Last week, it was revealed that the past and potentially future president of the United States, Donald Trump, said some deplorable things about Israel.
On tape, his feelings for former Israeli Prime Minister Benjamin Netanyahu? A vulgar profanity, on account of Netanyahu’s having had the nerve to be the “first person to congratulate” Trump’s elected successor. In fact, Netanyahu was among the later of world leaders congratulating Joe Biden, even though he long before called him a personal friend of three decades.
Trump’s assessment of the Israeli leader’s trustworthiness and interest in peace? “I don’t think Bibi ever wanted to make peace. I think he just tapped us along. Just tap, tap, tap, you know? … I said, ‘Bibi, you don’t want to make a deal. Do you?’ And he said, ‘Well, uh, uh, uh’ – and the fact is, I don’t think Bibi ever wanted to make a deal.”
Of Netanyahu’s interest in annexing land: “I got angry and I stopped it, because that was really going too far. That was going way too far, you know, when he did the big ‘Let’s build. Let’s take everything and just start building on it.’ We were not happy about that.”
Trump’s view, by contrast, of Palestinian leader Mahmoud Abbas: “I thought he was terrific… It was almost like a father. Couldn’t have been nicer. I thought he wanted to make a deal more than Netanyahu.” Yet Abbas had cut off all ties with the Trump administration, and said “Trump’s ‘deal of the century’ will go to hell.”
Trump, though, doesn’t limit his ire to Netanyahu, saying of Israel: “I [had] thought the Palestinians were impossible, and the Israelis would do anything to make peace and a deal. I found that not to be true.”
Also of Israelis, who, at some 80 percent, have among the world’s highest levels of favorable outlook on Trump: “Who are the 20 percent that are so ungrateful? They are bad people.”
And of Israel’s contribution to a strike on a top Iranian commander: “Israel did not do the right thing” and “I was very disappointed in Israel having to do with that event.”
Yet The Jewish Press has not reported any of this. Instead, your letters pages remain full of screeds obsessively caricaturing ex-President Barack Obama as an “anti-Semite” guilty of “unprecedented” hostility to Israel.

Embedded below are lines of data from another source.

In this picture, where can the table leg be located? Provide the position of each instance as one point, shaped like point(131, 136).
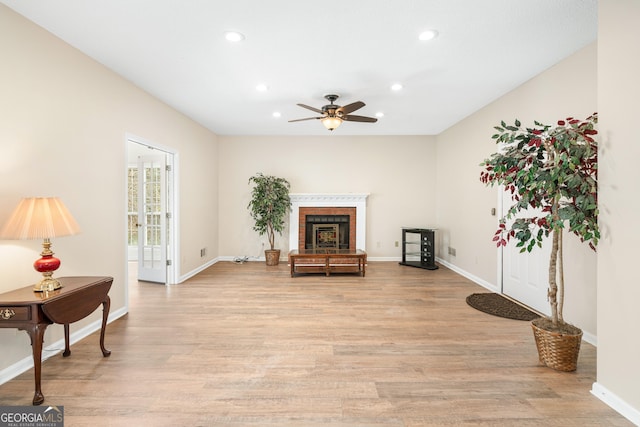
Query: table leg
point(105, 315)
point(67, 351)
point(36, 334)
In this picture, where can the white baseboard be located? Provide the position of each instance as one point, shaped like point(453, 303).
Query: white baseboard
point(51, 350)
point(617, 404)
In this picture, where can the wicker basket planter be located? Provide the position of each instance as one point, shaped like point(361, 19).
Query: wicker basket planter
point(557, 350)
point(272, 256)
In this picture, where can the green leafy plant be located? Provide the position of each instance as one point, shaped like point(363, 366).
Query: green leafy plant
point(552, 169)
point(269, 205)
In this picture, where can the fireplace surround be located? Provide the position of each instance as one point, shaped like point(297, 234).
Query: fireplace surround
point(322, 204)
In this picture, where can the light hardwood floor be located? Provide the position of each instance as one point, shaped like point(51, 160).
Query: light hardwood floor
point(247, 345)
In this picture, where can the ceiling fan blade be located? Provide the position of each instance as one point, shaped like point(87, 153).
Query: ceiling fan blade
point(351, 107)
point(308, 118)
point(351, 118)
point(310, 108)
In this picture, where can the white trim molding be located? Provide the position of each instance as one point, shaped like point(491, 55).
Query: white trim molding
point(617, 404)
point(341, 200)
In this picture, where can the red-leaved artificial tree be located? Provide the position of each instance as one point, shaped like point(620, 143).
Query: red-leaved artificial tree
point(552, 169)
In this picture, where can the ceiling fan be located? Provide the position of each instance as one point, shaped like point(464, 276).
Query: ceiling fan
point(333, 115)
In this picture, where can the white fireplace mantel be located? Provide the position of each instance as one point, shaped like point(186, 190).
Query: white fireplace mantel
point(340, 200)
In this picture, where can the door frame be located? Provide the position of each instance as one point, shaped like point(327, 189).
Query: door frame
point(173, 237)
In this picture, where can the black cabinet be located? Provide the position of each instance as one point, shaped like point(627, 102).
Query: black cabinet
point(418, 248)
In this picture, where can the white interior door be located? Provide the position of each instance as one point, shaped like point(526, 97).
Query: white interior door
point(152, 218)
point(525, 276)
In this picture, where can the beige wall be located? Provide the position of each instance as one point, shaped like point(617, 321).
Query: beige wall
point(466, 223)
point(63, 127)
point(398, 172)
point(62, 133)
point(619, 175)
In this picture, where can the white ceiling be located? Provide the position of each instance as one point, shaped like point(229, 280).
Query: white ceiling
point(175, 50)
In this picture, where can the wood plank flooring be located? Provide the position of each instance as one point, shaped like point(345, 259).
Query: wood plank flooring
point(247, 345)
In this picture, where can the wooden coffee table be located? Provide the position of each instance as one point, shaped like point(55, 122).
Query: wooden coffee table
point(327, 261)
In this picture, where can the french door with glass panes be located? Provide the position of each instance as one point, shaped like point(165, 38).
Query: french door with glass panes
point(152, 219)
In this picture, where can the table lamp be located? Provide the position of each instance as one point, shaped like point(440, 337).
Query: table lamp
point(41, 218)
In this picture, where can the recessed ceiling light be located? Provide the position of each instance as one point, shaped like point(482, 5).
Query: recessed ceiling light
point(233, 36)
point(428, 35)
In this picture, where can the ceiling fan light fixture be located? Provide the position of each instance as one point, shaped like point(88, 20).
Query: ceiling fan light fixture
point(331, 122)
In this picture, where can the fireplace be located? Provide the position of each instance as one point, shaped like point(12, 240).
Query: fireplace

It was none other than Netanyahu who, their famous disagreements aside, said of Obama: “In each of those moments, I called the president, and he was there. And some of what the president has done for Israel might never be known, because it touches on some of the most sensitive and strategic issues that arise between an American president and an Israeli prime minister. But I know it, and I will always be grateful to President Obama for that support.”
If Obama, or Jimmy Carter, or Biden had said the things about Israel that Trump has, would these be omitted from your paper?
Please report the facts without favor to one political party or personality.
Yitz Stern
Queens, NY
How Other Countries Treat Terrorists
The killing of a Palestinian terrorist by police was condemned by some Arab MKs as an ”execution” (”The Shooting Of An Arab Terrorist At The Damascus Gate,” editorial, Dec. 10), which Israel denies. Consider how other liberal democracies confront terrorists. In 1977, when Moluccan terrorists who sought independence for the Moluccas – a group of islands in the former Dutch colony of Indonesia – hijacked a train in the Netherlands, it was reported that Dries van Agt, the minister of justice, ordered that the terrorists must not be taken alive. Six of the nine hijackers were killed. A Dutch human rights lawyer claimed two of them were executed as the outcome of a court case that wound up a few months ago. Moreover, the Dutch soldiers, unlike Israeli police, did not have to fear that the terrorists had suicide vests.
The Jerusalem incident came to light because an individual had filmed it. Perhaps Israel should learn from many police forces in Canada and the U.S., which try to confiscate films of confrontations between them and civilians.